Rickettesial Disease

  • Suspect Rickettsial disease in any sick child with prolonged fever without any specific focus or obvious etiology.
  • Check history of travel, look for eschar (a crusty necrotic lesion with or without surrounding erythematous halo) However presence of eschar is not necessary for diagnosis.
  • Scrub typhus is endemic in India and may begin insidiously with headache, anorexia, and malaise, or start abruptly with chills and fever. As the illness evolves, most patients develop high fever, worsening of headache severity, and myalgias. An eschar or rash may develop in a subset of patients.
  • Rash can involve palms and soles in Rocky mountain spotted fever whereas in the typhus group it usually spares palms and soles.

Laboratory Diagnosis

Serology by IFA is usually positive after 7 days and is gold standard for diagnosis. PCR can be done during the 1st week. Both these are not easily available in India.

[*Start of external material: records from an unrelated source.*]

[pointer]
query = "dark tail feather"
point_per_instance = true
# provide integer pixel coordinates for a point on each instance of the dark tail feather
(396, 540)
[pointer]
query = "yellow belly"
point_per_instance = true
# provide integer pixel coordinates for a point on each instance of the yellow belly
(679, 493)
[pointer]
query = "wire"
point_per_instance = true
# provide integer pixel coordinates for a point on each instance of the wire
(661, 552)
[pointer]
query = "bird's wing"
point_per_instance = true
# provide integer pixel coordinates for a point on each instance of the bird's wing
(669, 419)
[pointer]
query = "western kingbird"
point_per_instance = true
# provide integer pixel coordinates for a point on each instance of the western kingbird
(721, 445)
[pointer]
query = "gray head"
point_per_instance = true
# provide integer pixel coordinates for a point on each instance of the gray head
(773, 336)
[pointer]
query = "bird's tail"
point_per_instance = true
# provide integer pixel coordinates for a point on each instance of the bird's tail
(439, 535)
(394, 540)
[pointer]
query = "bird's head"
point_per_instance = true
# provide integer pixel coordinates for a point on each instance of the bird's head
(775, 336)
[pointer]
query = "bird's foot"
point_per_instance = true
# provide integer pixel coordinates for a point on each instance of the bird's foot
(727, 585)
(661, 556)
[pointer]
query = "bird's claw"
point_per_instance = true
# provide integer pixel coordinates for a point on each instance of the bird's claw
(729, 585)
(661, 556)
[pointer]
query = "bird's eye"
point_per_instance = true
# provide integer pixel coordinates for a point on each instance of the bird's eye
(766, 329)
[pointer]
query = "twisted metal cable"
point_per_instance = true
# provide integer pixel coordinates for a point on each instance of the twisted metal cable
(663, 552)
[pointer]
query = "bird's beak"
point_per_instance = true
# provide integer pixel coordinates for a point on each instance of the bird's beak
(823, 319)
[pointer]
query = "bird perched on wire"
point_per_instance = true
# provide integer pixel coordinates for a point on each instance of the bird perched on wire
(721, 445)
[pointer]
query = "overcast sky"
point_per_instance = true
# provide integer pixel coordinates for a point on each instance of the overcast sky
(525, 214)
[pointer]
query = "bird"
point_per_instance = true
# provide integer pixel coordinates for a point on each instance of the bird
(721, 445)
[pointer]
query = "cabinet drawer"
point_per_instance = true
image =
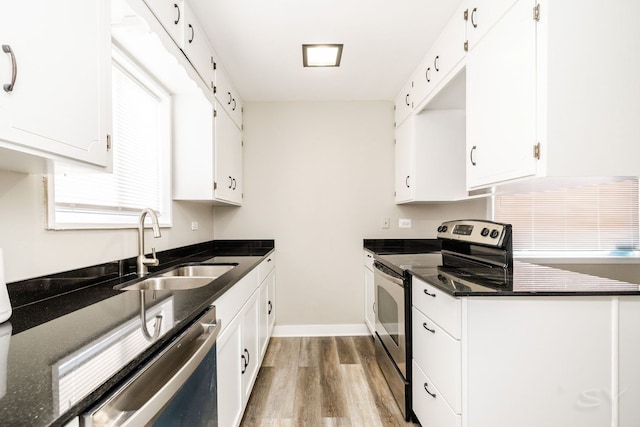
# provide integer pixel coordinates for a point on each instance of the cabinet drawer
(266, 266)
(439, 355)
(368, 260)
(430, 410)
(443, 309)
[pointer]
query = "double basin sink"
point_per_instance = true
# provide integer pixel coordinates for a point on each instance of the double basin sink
(182, 277)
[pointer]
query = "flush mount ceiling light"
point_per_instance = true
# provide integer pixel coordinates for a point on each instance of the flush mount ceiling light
(321, 55)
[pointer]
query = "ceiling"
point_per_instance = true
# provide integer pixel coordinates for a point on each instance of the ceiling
(260, 44)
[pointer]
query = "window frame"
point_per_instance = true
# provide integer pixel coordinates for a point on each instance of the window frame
(83, 218)
(616, 255)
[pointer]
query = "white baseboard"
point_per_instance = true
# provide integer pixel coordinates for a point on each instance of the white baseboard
(320, 330)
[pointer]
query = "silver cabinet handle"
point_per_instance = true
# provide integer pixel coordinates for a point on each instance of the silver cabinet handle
(178, 9)
(193, 34)
(427, 390)
(14, 68)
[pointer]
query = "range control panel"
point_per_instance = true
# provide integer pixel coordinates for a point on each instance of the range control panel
(482, 232)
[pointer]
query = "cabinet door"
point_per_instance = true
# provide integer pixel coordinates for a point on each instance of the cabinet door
(482, 16)
(227, 95)
(501, 101)
(170, 14)
(449, 50)
(404, 103)
(271, 303)
(628, 391)
(228, 159)
(250, 354)
(59, 55)
(369, 300)
(404, 162)
(230, 366)
(267, 313)
(196, 47)
(193, 148)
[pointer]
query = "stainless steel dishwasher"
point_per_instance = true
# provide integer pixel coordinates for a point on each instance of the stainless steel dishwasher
(177, 387)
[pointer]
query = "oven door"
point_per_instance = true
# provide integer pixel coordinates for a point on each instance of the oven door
(390, 314)
(176, 388)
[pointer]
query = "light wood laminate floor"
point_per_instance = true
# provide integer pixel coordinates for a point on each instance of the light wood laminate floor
(321, 381)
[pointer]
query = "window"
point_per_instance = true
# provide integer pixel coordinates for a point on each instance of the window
(590, 218)
(85, 198)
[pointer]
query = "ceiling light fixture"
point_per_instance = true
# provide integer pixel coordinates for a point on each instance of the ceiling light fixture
(321, 55)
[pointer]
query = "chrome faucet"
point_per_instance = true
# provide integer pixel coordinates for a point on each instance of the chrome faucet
(142, 260)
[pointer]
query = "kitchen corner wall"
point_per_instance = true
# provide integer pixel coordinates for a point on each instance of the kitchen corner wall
(319, 178)
(32, 251)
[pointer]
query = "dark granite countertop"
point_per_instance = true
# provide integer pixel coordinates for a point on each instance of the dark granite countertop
(59, 317)
(401, 246)
(527, 280)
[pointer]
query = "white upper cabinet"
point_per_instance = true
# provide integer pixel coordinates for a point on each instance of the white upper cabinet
(428, 157)
(196, 47)
(171, 15)
(588, 89)
(228, 159)
(227, 95)
(501, 100)
(55, 99)
(404, 103)
(481, 16)
(207, 153)
(545, 101)
(442, 61)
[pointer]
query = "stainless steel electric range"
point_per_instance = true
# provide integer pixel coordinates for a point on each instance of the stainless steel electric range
(477, 249)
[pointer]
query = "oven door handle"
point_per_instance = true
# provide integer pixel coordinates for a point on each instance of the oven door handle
(386, 276)
(141, 398)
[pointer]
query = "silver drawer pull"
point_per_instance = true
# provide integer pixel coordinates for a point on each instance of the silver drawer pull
(427, 390)
(424, 325)
(14, 68)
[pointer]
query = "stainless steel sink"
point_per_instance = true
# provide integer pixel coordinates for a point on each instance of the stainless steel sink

Serology by ELISA (2nd week) and Weil Felix(2nd week) still remains an important tool in the diagnosis in resource-limited settings.


*Use of doxycycline for treatment of rickettsial diseases in children of any age is no longer a matter of controversy. Alternative effective drugs are macrolides (oral clarirthromycin or oral/intravenous azithromycin), chloramphenicol and rifampicin. Azithromycin is used in the dose of 10 mg/kg/ day.